- Education: University College London
- Occupation: Entrepreneur
- Known for: Founder of Mews

= Richard Valtr =

Czech entrepreneur and founder of Mews

Richard Valtr is a Czech entrepreneur and former hotelier who founded the hospitality software company Mews in 2012.

The idea for the company developed from his experience working in hotels and later helping to develop the Emblem Hotel in Prague, where he became dissatisfied with the property-management systems then available.

== Early life and career ==
Valtr moved to London at the age of 19 to study philosophy at University College London. He initially considered careers in writing and filmmaking. While in London, he attempted to establish an art gallery and later worked for a film-production company.

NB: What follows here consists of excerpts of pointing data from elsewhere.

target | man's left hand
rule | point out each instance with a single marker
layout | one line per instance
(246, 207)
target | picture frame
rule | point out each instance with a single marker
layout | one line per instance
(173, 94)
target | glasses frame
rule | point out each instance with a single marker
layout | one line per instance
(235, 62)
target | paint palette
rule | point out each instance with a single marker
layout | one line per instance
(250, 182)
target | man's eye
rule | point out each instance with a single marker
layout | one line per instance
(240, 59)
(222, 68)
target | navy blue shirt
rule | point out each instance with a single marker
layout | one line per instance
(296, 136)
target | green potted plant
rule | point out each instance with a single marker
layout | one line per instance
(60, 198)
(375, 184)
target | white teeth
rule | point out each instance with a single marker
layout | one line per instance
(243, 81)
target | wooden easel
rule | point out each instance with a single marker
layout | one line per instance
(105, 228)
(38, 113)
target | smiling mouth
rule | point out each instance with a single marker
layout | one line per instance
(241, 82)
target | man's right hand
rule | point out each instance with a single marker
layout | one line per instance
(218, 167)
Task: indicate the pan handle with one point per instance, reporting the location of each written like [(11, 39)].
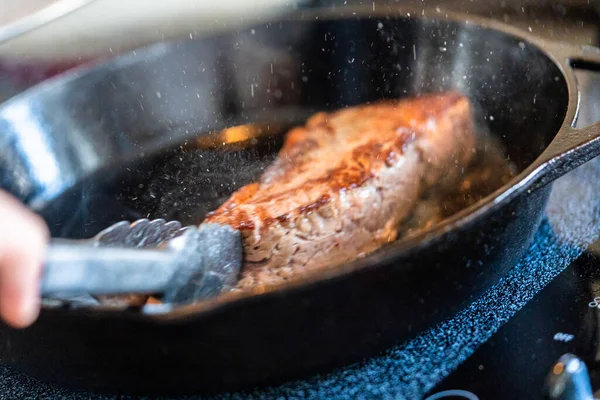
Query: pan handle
[(572, 146)]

He subsequently returned to Prague and joined his family's property-development and hospitality business. After working on several development projects, he became involved in creating the Emblem Hotel in central Prague.

His experience in hospitality exposed him to what he regarded as outdated hotel-management software. While working on the Emblem Hotel, he began developing a cloud-based system for managing reservations, check-ins and other hotel operations.

== Mews ==
Valtr founded Mews in Prague in 2012. Dutch hotelier Matthijs Welle subsequently joined the company and became its chief executive officer. The company developed a cloud-based property management system for managing reservations, payments, check-ins and other hotel operations.

Mews expanded internationally during the 2010s and 2020s. In March 2024, it raised US$110 million in a funding round that valued the company at US$1.2 billion. Mews operated in more than 85 countries and had reached US$100 million in annualised net revenue.

In January 2026, Mews raised US$300 million at a valuation of US$2.5 billion. By May, its software was used by more than 15,000 hospitality properties in 85 countries.